Salah, who had pushed for Bouteflika to be deposed under a seldom-used constitutional amendment before the ailing ex-president’s overthrow, has repeatedly insisted that elections are the best way forward for Algeria.
A vote had been initially planned for this week, but was postponed by the authorities.
“The system is corrupt, fully corrupt. So we demand the removal of all those who were with Bouteflika’s system,” 23-year old Slimani Hached, who works at a state firm in Algiers, told Reuters news agency.
Protesters again called for the removal of Algeria’s interim president, Abdelkader Bensalah, and Prime Minister Nouredine Bedoui, both seen as close allies of Bouteflika.
In an address to the nation on Wednesday, Bensalah, whose interim term is set to end next week as mandated by the Algerian constitution, promised that the current leadership and the country’s military would not be involved in that dialogue.
“All components of the state, including the military, will not take part in this dialogue and will maintain the utmost neutrality for the duration of that [dialogue] process,” Bensalah said.

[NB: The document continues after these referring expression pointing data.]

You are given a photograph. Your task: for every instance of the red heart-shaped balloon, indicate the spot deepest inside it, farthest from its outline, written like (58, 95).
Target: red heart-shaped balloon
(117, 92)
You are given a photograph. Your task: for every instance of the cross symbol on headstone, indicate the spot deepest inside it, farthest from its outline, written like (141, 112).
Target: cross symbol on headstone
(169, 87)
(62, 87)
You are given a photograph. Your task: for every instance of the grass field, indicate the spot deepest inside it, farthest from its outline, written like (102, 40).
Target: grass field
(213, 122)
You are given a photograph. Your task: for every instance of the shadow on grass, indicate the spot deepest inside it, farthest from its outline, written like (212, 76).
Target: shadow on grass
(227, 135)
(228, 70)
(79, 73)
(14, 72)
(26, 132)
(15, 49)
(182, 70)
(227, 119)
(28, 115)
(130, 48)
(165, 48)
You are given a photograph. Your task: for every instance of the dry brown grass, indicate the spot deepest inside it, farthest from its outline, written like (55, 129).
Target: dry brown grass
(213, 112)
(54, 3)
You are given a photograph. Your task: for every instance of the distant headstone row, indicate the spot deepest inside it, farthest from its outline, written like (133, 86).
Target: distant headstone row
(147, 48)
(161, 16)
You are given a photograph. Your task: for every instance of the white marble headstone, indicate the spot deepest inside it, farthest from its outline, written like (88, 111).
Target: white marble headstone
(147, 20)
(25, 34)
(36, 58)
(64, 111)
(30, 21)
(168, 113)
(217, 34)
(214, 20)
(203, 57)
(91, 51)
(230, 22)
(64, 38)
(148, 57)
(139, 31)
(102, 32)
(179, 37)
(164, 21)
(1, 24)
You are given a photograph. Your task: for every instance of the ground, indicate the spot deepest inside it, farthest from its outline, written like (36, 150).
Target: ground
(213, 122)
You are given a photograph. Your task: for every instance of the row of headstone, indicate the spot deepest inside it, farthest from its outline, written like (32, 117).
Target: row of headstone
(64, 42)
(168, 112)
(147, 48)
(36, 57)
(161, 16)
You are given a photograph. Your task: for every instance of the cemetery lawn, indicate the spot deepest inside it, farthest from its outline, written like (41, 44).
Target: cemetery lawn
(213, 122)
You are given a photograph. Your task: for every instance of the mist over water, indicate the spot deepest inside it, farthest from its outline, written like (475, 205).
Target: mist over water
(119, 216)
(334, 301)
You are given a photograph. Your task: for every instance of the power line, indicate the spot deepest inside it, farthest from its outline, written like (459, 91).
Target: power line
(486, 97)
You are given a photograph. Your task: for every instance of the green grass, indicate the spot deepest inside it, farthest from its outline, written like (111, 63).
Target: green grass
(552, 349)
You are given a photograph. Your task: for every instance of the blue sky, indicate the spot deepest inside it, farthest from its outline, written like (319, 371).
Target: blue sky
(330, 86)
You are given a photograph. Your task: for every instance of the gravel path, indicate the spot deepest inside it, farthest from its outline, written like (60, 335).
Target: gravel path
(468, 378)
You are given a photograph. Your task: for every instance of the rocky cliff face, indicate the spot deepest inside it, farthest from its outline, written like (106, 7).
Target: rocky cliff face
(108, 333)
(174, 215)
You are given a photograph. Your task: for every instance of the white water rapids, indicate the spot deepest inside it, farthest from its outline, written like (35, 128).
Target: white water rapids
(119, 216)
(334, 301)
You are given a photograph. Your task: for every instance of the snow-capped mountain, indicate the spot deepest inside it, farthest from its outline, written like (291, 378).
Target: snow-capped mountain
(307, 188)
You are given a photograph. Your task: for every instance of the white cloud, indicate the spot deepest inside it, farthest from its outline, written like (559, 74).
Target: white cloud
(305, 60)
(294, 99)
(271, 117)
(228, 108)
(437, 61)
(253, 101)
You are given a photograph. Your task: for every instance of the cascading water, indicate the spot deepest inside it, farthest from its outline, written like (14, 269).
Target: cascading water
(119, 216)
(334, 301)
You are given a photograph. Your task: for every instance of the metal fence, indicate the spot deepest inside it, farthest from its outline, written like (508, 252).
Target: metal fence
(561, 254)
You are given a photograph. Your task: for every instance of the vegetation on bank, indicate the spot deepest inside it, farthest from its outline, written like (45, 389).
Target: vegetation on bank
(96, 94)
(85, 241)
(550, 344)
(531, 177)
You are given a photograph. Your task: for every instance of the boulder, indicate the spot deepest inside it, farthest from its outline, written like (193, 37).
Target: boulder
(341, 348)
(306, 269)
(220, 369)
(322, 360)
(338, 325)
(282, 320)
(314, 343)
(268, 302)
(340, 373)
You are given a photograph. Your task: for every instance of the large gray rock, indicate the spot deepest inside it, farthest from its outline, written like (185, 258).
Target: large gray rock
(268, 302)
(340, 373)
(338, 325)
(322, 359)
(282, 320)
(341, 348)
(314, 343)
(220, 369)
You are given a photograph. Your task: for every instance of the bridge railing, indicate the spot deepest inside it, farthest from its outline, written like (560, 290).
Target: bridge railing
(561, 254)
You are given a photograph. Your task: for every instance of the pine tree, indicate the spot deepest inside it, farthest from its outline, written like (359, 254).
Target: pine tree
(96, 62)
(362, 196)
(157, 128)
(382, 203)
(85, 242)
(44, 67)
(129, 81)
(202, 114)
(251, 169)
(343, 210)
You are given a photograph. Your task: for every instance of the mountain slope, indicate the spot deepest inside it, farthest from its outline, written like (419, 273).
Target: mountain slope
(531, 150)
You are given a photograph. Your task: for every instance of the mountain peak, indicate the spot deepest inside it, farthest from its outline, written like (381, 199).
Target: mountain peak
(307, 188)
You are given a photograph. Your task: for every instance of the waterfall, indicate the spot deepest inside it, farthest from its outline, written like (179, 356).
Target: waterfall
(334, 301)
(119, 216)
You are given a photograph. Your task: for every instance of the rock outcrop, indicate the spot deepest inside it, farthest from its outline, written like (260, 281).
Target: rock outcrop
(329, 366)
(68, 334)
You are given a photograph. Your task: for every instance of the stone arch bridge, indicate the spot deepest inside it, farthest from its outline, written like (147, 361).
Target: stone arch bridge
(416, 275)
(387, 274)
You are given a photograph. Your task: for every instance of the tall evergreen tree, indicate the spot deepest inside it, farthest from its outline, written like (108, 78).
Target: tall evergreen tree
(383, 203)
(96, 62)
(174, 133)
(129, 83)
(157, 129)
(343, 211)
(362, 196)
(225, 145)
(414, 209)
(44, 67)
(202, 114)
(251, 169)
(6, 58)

He specified that dialogue participants would be free to discuss and debate the conditions needed “to guarantee the credibility of the vote”.
Bensalah’s call for dialogue has been rejected by the protesters, however.
A protester, 28-year-old Linda Hamrouche, told AFP on Friday that the Algerian leaders were “reformulating the same proposals”.
“Their only objective is to maintain the current system,” she told the news agency. “So no dialogue under those conditions.”